Anti-PD-1 & anti-CTLA4 scFvs producing B. longum

Development of immune checkpoint blockers has achieved impressive outcomes in cancer immuno-therapy. Many approaches such as combination therapy are being developed to address severe toxicity problems and improve response rate of patients. Clinical trial results for combination therapy of anti-PD-1 and anti-CTLA4 antibodies showed more notable efficacy and attenuated adverse events. Nevertheless, the drawbacks of conventional antibody drugs still keep immuno-oncology from its full potential reach.

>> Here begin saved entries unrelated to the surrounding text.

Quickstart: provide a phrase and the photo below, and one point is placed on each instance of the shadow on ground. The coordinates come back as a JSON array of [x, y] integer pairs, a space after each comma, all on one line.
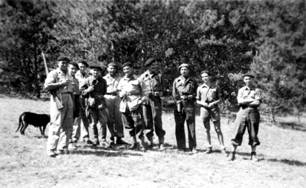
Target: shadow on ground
[[105, 153], [287, 162]]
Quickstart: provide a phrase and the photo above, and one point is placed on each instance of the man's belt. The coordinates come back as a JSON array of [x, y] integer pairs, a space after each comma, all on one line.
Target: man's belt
[[66, 92], [187, 97], [247, 106], [113, 94]]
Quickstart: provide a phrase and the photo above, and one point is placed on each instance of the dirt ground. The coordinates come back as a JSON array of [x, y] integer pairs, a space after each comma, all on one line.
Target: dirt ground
[[23, 160]]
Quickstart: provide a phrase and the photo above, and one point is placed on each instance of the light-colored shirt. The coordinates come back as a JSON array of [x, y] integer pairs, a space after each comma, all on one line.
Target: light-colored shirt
[[150, 83], [112, 83], [207, 93], [131, 93], [56, 76], [184, 87], [246, 93], [81, 77]]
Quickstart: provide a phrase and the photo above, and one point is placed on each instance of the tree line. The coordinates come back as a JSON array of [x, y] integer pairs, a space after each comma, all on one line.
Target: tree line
[[228, 38]]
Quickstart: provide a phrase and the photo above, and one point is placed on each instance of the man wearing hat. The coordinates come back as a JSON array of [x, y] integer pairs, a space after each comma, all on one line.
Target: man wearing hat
[[94, 89], [249, 99], [61, 120], [80, 128], [151, 84], [112, 100], [208, 97], [184, 94], [130, 92]]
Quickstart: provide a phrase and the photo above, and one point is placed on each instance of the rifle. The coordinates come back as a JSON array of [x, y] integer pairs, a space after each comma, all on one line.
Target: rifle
[[57, 100]]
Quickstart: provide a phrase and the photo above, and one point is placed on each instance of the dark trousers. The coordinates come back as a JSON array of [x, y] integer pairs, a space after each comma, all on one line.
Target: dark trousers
[[98, 119], [187, 114], [152, 113], [134, 122], [249, 119]]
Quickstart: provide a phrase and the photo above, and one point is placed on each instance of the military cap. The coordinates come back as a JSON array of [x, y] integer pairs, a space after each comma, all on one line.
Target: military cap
[[96, 67], [127, 64], [149, 62], [74, 64], [184, 65], [248, 75], [63, 58], [84, 63], [112, 65]]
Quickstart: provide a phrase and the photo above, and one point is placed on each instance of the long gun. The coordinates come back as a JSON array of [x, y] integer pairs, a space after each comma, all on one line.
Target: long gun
[[58, 102]]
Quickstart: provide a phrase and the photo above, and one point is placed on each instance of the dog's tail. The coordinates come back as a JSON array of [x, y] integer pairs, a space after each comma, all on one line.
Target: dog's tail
[[20, 122]]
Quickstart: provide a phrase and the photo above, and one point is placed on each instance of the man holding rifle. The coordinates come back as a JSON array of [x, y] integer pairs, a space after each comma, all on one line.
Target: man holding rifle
[[59, 84]]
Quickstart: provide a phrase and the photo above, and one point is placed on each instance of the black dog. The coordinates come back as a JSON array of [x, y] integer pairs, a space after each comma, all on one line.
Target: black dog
[[37, 120]]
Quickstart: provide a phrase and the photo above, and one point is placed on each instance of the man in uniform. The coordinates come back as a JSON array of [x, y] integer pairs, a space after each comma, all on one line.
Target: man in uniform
[[131, 96], [58, 82], [249, 99], [94, 88], [80, 127], [112, 100], [152, 88], [184, 94], [208, 97]]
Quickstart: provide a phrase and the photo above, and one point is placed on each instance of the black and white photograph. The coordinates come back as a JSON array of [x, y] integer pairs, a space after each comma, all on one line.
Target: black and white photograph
[[153, 93]]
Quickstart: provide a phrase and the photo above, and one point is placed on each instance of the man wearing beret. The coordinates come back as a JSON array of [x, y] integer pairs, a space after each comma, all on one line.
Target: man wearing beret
[[184, 94], [59, 83], [80, 128], [112, 100], [249, 99], [151, 82], [208, 97], [94, 88], [130, 92]]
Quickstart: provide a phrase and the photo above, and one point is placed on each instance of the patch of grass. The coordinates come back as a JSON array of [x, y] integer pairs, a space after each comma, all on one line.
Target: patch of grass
[[23, 160]]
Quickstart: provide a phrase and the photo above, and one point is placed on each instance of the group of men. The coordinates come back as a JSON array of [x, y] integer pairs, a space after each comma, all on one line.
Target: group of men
[[84, 105]]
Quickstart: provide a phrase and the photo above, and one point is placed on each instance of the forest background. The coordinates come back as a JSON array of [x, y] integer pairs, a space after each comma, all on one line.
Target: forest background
[[228, 38]]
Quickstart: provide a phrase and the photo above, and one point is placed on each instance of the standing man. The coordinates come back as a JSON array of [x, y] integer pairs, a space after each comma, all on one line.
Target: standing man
[[112, 100], [208, 97], [130, 92], [80, 127], [249, 99], [61, 117], [94, 89], [151, 82], [184, 94]]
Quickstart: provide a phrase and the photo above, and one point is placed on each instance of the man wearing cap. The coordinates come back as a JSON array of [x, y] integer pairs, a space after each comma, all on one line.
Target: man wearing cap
[[151, 84], [94, 89], [184, 94], [208, 97], [130, 92], [80, 127], [112, 100], [249, 99], [61, 118]]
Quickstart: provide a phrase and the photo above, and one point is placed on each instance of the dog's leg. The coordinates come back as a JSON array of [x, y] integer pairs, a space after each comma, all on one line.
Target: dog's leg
[[24, 128], [20, 122]]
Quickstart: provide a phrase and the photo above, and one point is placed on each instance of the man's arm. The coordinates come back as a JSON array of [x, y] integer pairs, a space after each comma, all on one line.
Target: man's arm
[[241, 100], [51, 84]]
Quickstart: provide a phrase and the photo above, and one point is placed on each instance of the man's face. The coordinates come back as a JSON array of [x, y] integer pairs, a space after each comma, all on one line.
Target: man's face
[[72, 70], [127, 70], [205, 77], [184, 71], [248, 80], [154, 68], [82, 67], [111, 70], [62, 65], [95, 73]]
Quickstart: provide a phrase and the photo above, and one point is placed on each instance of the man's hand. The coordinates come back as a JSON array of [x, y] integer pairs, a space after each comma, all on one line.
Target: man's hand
[[64, 82], [204, 104]]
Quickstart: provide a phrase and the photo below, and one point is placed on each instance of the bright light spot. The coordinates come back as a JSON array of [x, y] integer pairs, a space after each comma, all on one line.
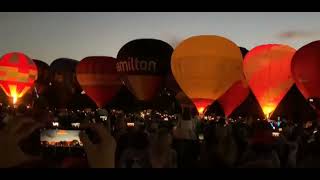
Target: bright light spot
[[200, 110], [55, 124], [14, 99], [267, 110]]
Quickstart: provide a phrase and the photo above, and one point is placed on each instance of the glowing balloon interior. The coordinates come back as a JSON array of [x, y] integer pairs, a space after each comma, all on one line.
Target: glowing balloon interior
[[205, 67], [17, 74], [268, 71]]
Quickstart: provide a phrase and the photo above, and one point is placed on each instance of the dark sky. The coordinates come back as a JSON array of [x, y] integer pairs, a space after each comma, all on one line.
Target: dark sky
[[47, 36]]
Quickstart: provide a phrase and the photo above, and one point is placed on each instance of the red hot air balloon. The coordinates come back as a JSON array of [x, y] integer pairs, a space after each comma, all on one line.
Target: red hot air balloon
[[235, 95], [143, 65], [17, 74], [267, 69], [99, 79], [306, 69]]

i-DPS platform technology is achievable as “Regional Combination Therapy” to produce two or more active molecules simultaneously and selectively at hypoxic regions of tumor. We have been developing dual immune checkpoint blockers i-DPS, anti-PD-1 scFv and anti-CTLA4 scFv producing recombinant B. longum with synergic anti-tumor effects. Nonclinical studies implied the anti-tumor activity of anti-PD-1 and anti-CTLA4 scFvs producing B. longum. Specific delivery to hypoxic tumor and the feasibility of manufacturing ensure that dual scFvs, anti-PD-1 scFv and anti-CTLA4 scFv producing i-DPS may contribute to addressing immune related adverse event problems and provide a better cost-performance compared to current antibody drugs.